Wednesday, July 22, 2009

Effects of open-market operations(2)

Interest rate changes as the price of a bill or bond changes, so, too, does its yield. An increase in the purchase of bonds will cause bond prices to rise, which amounts to a decrease in bond yields. A decrease in pond purchases causes bond prices to fall and bond yields to rise.
Because the Fed is a large buyer\seller relative to all other buyer\seller of U.S. government securities, the fed can (usually) affect the price of a bill or bond directly. It follows that the fed can also influence interest rates. In principal, the Fed could, if inflation expectations were constant. Change short-, medium-, or long-term interest rates by buying or selling securities aggressively in any of these markets. To maintain a give price (and therefore interest rate) for a bill, all the fed need do is to be prepared to buy or to sell as much as the rest of the traders care to sell or to buy at that "going" security price (interest rate)

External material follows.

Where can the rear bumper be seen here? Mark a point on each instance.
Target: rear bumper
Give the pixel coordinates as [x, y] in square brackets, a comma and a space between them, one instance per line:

Changes in expectations an "announcement effect" exists for open-market operations, as well as for the other monetary tools. " Fed watchers"- stock market analysts, brokerage house employees, general investors, corporate treasurers, and a host of other individuals, including university professors-monitor open-market operations and make their predictions about the future effects of open-market operations on such economic variables as interest rates and inflation. Unfortunately, complete agreement does not exist among economists a bout how expectations change specifically when specific open-market operation changes occur. On the one hand, one might interpret an increase in Fed purchases of securities as an expansionary monetary policy that will cause lower interest rates, increased business production and investment, and increased consumer spending. On the other hand, expansionary monetary policy might induce expectations of still higher future increase in the money stock and the anticipation of inflation. The expectation of higher rates of inflation will encourage money lenders to place an inflationary premium on interest rates; nominal interest rates will then rise. Moreover, an expectation of increased inflation may well discourage business investment and consumer spending.
Nonetheless, the view that open-market purchases are expansionary, even accounting for adjustments, remains the dominant view within the economic profession.